Cette volonté affichée s’était heurtée aux États membres, comme l’Allemagne dont l’agriculture souffre moins des importations tout en bénéficiant des exportations de produits industriels. Ce conflit s’est illustré de l’accord avec les pays du Mercosur.

Reconnaissant l’existence d’une « géopolitique de l’agriculture », Emmanuel Macron appelle donc à « réajuster la politique commerciale » de l’UE, en imposant « des clauses miroirs fortes » et en protégeant le secteur de façon « homogène au niveau européen ».

Il demande également une autorité sanitaire et de contrôle européenne, ainsi qu’une force douanière européenne, afin que les produits arrivant sur le marché européen « aient bien les mêmes règles de production » que dans l’UE.

Mais pas question selon lui de « tomber dans le rejet de tout accord commercial », prévient-il. « La fermeture serait décroissante pour les producteurs européens », en particulier pour l’agriculture exportatrice française – fromage, vin et spiritueux notamment.

Raison pour laquelle il défend l’accord controversé avec le Canada (CETA), un « accord gagnant », car cet « accord de nouvelle génération » contient des « clauses miroirs », a-t-il insisté, prenant l’exemple de la viande, qui ne rentre pas en Europe en raison des divergences de normes sanitaires avec l’UE — alors même que l’accord est en vigueur de façon temporaire depuis 7 ans.

Emmanuel Macron a enfin ajouté que l’UE avait « commencé à réparer » certains problèmes de dépendance étrangères qui remontaient à l’après-guerre, comme pour les protéines animales. La priorité porte maintenant sur les protéines végétales.

« Nous n’avons pas le droit d’installer des dépendances alimentaires », a-t-il prévenu.

Électrifier plus, en assumant le nucléaire

Dorénavant, l’UE doit aller plus loin : « l’Europe doit être une puissance électrique, c’est ça la clé », déclare-t-il. En d’autres termes, devenir un marché de « la libre circulation des électrons décarbonés ».

Pour cela, l’UE doit investir dans les interconnexions, corollaire de la visibilité de long terme dans l’investissement et de la sécurité de la fourniture, avance-t-il.

« Nous aurons un marché européen de l’énergie qui fonctionne mieux si nous développons
enfin de manière accélérée ces interconnexions », expliquait-il déjà en 2017, lors de son premier discours à la Sorbonne.

L’UE doit aussi assurer le développement de toutes les sources de production d’électricité décarbonée. À cette fin, « nous devons assumer de construire l’Europe de l’atome », avance-t-il.

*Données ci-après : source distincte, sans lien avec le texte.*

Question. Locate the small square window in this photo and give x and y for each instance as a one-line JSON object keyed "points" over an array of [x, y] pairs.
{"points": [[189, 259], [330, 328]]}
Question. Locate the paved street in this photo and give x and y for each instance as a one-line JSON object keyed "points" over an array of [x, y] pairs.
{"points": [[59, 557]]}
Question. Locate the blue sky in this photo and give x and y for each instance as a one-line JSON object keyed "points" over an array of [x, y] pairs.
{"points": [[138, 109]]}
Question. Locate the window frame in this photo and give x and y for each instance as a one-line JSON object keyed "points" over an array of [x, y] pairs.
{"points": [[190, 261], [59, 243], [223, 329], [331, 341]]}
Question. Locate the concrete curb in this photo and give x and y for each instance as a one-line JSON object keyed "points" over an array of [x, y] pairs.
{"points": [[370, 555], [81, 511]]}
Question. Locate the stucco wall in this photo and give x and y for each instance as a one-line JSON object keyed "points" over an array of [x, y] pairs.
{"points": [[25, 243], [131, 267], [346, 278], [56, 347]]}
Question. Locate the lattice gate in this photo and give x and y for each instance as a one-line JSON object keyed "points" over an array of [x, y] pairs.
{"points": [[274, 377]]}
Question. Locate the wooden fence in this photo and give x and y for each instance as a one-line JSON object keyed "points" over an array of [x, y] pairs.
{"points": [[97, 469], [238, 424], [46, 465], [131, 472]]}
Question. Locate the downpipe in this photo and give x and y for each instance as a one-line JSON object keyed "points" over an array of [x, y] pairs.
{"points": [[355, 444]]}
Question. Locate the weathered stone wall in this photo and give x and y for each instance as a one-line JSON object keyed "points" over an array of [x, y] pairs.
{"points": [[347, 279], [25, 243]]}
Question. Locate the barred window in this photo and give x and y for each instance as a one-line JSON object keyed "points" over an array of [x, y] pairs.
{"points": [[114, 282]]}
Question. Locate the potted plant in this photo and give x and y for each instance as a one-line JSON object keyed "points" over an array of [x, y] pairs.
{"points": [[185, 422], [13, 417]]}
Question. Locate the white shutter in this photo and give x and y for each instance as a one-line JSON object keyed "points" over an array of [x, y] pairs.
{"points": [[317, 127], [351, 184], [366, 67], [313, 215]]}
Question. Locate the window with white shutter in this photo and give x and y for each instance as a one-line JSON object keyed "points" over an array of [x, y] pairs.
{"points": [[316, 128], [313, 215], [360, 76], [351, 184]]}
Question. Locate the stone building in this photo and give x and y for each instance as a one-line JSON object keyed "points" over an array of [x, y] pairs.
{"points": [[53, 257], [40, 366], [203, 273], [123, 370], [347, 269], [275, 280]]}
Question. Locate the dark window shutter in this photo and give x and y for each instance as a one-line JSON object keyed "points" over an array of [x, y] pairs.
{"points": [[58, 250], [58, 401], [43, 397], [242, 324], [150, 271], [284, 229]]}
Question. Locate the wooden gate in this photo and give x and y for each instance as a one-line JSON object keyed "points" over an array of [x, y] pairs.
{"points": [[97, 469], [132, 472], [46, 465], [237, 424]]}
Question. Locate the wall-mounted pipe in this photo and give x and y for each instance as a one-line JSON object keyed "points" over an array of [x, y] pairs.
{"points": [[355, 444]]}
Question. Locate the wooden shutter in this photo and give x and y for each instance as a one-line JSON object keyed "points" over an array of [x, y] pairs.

Selon lui, l’atteinte des objectifs climatiques n’est possible qu’en développant les énergies renouvelables, en poursuivant les politiques visant à l’efficacité énergétique, et en s’appuyant sur le nucléaire. À cette fin, M. Macron rappelle les quelques avancées en la matière et notamment l’ « alliance du nucléaire » qu’il faudrait, selon lui, « consolider ».

Initiée par la France en février 2023, l’alliance vise à réunir les États membres qui ont des intérêts communs dans le nucléaire (développement de capacités, R&D, démantèlement, etc.). Ils sont aujourd’hui une quinzaine, dont une bonne majorité demande à revoir les objectifs européens en matière de développement des moyens de production d’électricité bas carbone.